Hypothesis Testing when the aim is to claim that the two population mean (or any other statistic) are same

Question

In general, when doing hypothesis testing, we want to claim that the concerned statistic is different between the two population. Hence we assume as our null hypothesis that there is no difference in the two population and the alternative hypothesis that there is a difference between the two populations which we want to claim. According to me, this is similar to "proof by contradiction" in mathematics.

But what if my aim is to claim that the two populations are similar. Let us say that I want to show that my model is correct, and to show this I am claiming that the my model data and experimental data are similar. In this case, if I want to do hypothesis testing, I cannot (or should not) assume that my null hypothesis is that there is no difference in populations. Because it will be akin to "proof by assumption" which is not permitted in mathematics. And if I do not assume that my null hypothesis is "no difference in populations", then my null distribution won't come out to be the conventional distributions like normal, t distribution, chi-square etc. and I won't be able to perform the standardized tests.

And even if I assume my null hypothesis to be no difference in the populations. Then by choosing a lesser alpha value like 0.05, I am making very easy for my claim to pass the test. The probability of my claim will pass the test will be 95%. So should my methodology be to assume the "conventional" null hypothesis of no difference but then choose a high alpha value like 0.95 for testing my claim. Is this a correct way to think about this or are there other standard ways when the aim is to claim that there is no difference in the populations.

There should be some standard way to tackle this but I think I lack the terminology to search for the relevant information.

Answer 1

If your aim is to claim evidence that two (or more) populations are similar, for example, have similar means, then you are unequivocally looking for some variation of equivalence testing. In a two-sample test, the basic idea is expressed using this general 'negativist' null hypothesis:

$\text{H}_{0}^{-}\text{: }|\theta| \ge \Delta\text{, with}$
$\text{H}_{\text{A}}^{-}\text{: }|\theta| < \Delta\text{, where, for example,}$
$\theta = \mu_1 - \mu_2\text{, etc.}$

There are different ways of constructing test statistics for such a null hypothesis. A relatively straightforward one is called Two One-Sided Tests for equivalence (TOST). TOST works by recognizing that the general $\text{H}_{0}^{-}$, can be re-expressed as two one-sided null hypotheses thus:

$\text{H}_{01}^{-}\text{: }\theta \ge \Delta\text{ and}$
$\text{H}_{02}^{-}\text{: }\theta \le -\Delta$

with the corresponding alternate hypotheses:

$\text{H}_{\text{A}1}^{-}\text{: }\theta < \Delta\text{ and}$
$\text{H}_{\text{A}2}^{-}\text{: }\theta > -\Delta$

The logic is that if you reject $\text{H}_{01}^{-}$, then you conclude that you found evidence that $\theta$ is less than $\Delta$. Likewise, if you reject $\text{H}_{02}^{-}$, the you conclude that you found evidence that $\theta$ is greater than $-\Delta$. If you reject them both, then you found evidence that $\theta$ lies in the range $-\Delta, \Delta$. One could construct test statistics $t_1 = \frac{\Delta - (\bar{x}_1 - \bar{x}_2)}{s_{\bar{x}}}$ (with $p_1 = P(T_{\nu} > t_1)$, and $t_2 = \frac{(\bar{x}_1 - \bar{x}_2) + \Delta}{s_{\bar{x}}}$ (with $p_2 = P(T_{\nu} > t_2)$) to test $\text{H}_{01}^{-}$ and $\text{H}_{02}^{-}$ (I construct both statistics with upper tail rejection regions here).

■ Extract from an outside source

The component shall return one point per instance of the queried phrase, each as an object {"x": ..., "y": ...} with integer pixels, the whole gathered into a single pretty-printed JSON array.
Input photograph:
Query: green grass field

If $\Delta$ is a researcher expression of something like 'the smallest difference between $\mu_1$ and $\mu_2$ that I care about', then the usefulness of equivalence tests becomes evident.

There are more sophisticated single-test statistic ways to test $\text{H}_{0}^{-}$. For a good text, see Wellek, S. (2010). Testing Statistical Hypotheses of Equivalence and Noninferiority (Second Edition). Chapman and Hall/CRC Press.

There is another approach, where one compares the $\alpha \%$ (e.g., $90\%$) confidence interval for $\mu_1 - \mu_2$, and if it does not extend outside the range $-\Delta, \Delta$, one can conclude one has evidence for equivalence at the $\frac{\alpha}{2}$ (e.g., $95\%$) level. (The 'gain' in confidence is due to $\text{H}_{01}^{-}$ and $\text{H}_{02}^{-}$ being mutually exclusive… they cannot both be true).